It had been a long while since Zach's old SLP ran the Kaufman Speech Praxis Test For Children (KSPT) on Zachary. She kept saying that she felt his Verbal Dyspraxia was getting better.
Well....the new SLP, Ms. Andrea did not feel the same way. She kept saying that it seems like it is still there with other components as well -- the dyspraxia, the VPD, the major articulation issues, the selective mutisim. So last week she decided it was time to run the KSPT again. Zach did great, he sat threw the whole test like a champion! -- That was Tuesday.
On Wednesday the test was scored and we were able to go over it. HUMPH!!! Ms. Andrea was right his verbal dyspraxia is still there (not like I didn't know it -- but honestly you get your hopes up when someone says it is going away) Not only is it not going away and just becoming an articulation issue BUT it is still very prevalent and as she said "in some areas - yes it is getting better, almost what I would call a mild case but in other areas I can't call it mild - it truly is still a moderate to sever case of verbal apraxia" :( His scores were not good and placed him at about the 14% for children with apraxia and 2% for children without it - giving him and age range of slightly over 2 years old --- this means he is still a year behind on his speech (as far as the apraxia is concerned)

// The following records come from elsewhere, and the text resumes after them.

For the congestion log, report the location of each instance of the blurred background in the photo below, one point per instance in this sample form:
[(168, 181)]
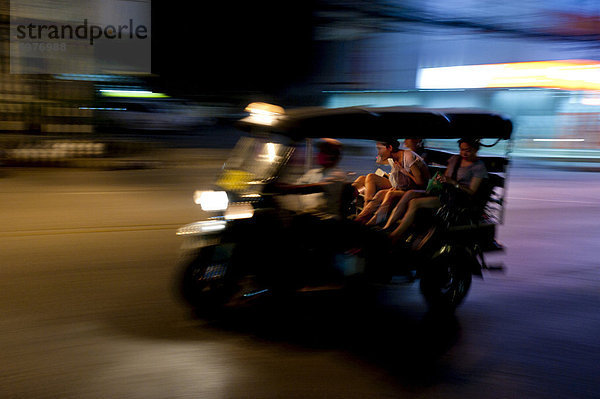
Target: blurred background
[(98, 168), (209, 61)]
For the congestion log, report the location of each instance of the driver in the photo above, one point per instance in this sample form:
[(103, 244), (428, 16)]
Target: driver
[(319, 190)]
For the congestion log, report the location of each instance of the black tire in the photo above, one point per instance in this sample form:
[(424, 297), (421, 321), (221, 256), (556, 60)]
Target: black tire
[(446, 282), (205, 282)]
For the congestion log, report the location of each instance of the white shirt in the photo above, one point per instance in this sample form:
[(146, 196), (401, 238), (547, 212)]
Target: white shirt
[(399, 179)]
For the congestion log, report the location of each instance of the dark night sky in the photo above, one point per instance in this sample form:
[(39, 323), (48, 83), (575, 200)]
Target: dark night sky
[(202, 47)]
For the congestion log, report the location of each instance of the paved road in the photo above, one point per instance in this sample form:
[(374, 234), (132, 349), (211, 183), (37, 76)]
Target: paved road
[(87, 309)]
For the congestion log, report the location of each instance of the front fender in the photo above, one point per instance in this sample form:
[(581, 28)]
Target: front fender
[(202, 234)]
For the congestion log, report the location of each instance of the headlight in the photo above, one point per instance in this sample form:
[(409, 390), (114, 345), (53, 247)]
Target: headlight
[(239, 211), (211, 200)]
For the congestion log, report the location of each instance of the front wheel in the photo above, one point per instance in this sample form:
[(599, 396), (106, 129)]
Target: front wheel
[(446, 282)]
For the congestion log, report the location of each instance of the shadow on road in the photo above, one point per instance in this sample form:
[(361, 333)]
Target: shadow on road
[(406, 342)]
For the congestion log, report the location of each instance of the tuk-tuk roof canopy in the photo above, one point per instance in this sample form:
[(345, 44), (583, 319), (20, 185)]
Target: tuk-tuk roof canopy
[(383, 123)]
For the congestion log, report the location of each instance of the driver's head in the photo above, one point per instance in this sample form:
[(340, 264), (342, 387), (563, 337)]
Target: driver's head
[(330, 152), (385, 149), (468, 148)]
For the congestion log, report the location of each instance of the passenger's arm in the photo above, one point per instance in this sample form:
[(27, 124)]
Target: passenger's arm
[(416, 175)]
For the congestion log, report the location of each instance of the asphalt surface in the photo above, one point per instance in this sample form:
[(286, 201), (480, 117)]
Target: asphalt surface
[(88, 310)]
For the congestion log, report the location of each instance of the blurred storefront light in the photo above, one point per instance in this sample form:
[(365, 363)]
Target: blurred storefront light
[(564, 74), (132, 93)]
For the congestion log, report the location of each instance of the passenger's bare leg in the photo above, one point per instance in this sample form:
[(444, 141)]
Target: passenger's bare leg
[(409, 218), (390, 199), (359, 184), (400, 209), (371, 207), (374, 183)]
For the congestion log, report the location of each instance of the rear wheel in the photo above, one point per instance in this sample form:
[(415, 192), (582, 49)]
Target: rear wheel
[(446, 282)]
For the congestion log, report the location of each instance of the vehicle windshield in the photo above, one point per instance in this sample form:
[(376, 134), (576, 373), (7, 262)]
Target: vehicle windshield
[(255, 159)]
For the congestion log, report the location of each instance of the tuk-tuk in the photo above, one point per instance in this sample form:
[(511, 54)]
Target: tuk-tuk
[(257, 245)]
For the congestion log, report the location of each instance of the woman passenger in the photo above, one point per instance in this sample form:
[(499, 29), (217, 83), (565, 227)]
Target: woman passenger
[(409, 171), (465, 171)]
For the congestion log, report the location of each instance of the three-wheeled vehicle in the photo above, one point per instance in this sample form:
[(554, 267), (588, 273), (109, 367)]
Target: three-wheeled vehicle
[(259, 244)]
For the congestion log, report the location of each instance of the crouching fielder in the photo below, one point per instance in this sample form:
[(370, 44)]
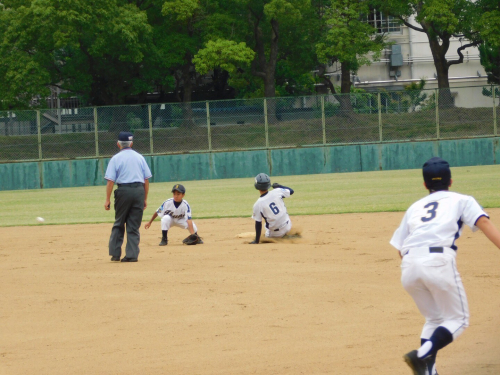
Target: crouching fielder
[(271, 208), (426, 242)]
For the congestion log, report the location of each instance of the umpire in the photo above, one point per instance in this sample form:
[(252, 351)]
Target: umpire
[(129, 170)]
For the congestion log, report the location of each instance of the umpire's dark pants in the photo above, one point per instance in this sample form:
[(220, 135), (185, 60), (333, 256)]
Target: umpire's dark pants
[(129, 208)]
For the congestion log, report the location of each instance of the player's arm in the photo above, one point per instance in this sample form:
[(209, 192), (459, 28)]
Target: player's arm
[(190, 226), (258, 231), (489, 230), (148, 224), (109, 190)]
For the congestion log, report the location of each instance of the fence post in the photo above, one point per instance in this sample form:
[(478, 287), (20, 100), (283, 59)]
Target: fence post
[(208, 127), (494, 111), (266, 125), (39, 127), (379, 103), (96, 133), (150, 119), (323, 122), (437, 112)]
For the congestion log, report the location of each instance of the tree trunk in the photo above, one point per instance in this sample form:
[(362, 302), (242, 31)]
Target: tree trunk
[(345, 88)]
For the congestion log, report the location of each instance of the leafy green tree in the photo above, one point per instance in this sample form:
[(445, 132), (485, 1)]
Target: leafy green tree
[(347, 39), (440, 20)]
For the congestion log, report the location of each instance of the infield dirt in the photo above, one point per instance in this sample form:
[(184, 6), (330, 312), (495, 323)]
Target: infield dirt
[(329, 303)]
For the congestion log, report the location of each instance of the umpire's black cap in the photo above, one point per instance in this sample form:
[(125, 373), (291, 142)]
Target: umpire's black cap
[(125, 137), (437, 174), (178, 187)]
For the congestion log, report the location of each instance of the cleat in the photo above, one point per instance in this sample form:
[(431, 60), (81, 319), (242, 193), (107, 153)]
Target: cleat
[(418, 365)]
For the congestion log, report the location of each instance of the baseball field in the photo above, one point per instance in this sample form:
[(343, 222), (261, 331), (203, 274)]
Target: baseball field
[(330, 302)]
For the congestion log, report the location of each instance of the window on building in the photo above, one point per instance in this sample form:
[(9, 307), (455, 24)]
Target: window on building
[(383, 23)]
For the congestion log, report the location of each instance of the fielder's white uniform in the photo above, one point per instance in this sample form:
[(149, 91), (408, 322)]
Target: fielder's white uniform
[(175, 216), (426, 240), (271, 208)]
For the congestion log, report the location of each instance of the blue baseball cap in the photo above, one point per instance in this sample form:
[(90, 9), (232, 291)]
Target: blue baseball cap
[(125, 137), (437, 174)]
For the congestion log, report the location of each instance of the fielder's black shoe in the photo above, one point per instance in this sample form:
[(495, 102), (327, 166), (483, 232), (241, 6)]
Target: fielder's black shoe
[(418, 365)]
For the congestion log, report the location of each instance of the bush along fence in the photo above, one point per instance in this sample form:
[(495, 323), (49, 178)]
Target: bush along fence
[(253, 124)]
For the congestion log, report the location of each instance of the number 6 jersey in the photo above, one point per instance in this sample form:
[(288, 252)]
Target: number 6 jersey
[(271, 208), (436, 220)]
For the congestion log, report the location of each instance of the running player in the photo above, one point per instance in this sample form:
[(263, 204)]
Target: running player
[(271, 208), (426, 243), (174, 212)]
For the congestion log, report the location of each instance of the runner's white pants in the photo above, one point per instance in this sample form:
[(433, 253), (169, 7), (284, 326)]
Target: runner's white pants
[(434, 283), (167, 222)]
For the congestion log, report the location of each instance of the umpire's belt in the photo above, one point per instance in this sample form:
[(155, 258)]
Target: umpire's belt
[(423, 251), (132, 184)]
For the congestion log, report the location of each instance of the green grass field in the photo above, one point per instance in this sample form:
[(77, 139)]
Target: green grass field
[(314, 195)]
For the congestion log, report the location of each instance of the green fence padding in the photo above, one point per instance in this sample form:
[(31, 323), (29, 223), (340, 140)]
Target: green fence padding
[(18, 176), (276, 162), (370, 157), (468, 152), (239, 164), (297, 161), (406, 155), (181, 167)]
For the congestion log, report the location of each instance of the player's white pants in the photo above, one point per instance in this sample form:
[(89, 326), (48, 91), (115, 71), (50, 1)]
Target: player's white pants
[(167, 222), (280, 232), (434, 283)]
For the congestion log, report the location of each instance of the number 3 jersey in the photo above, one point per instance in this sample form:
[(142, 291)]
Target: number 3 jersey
[(271, 208), (436, 220)]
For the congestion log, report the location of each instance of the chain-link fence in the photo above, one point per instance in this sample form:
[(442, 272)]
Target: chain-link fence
[(252, 124)]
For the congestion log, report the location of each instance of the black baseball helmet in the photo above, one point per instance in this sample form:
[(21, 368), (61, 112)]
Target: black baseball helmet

This whole apraxia issue has always been rough to deal with but as he is getting older I'm learning there is so much more to it then the times he cannot speak....the articulation issues are awful and we are starting to believe that is why the selective mutisim is coming out. I've been told this is common - the child is aware of what they can and cannot say and so they just stop talking. We also know the VPD doesn't help with the articulation - in fact it makes it worse and harder to overcome because he can't use the muscle properly. The positive is if/when he feels safe and comfortable, he can and will talk, just not clearly.
Please help support The Childhood Apraxia of Speech Association Of North America (CASANA)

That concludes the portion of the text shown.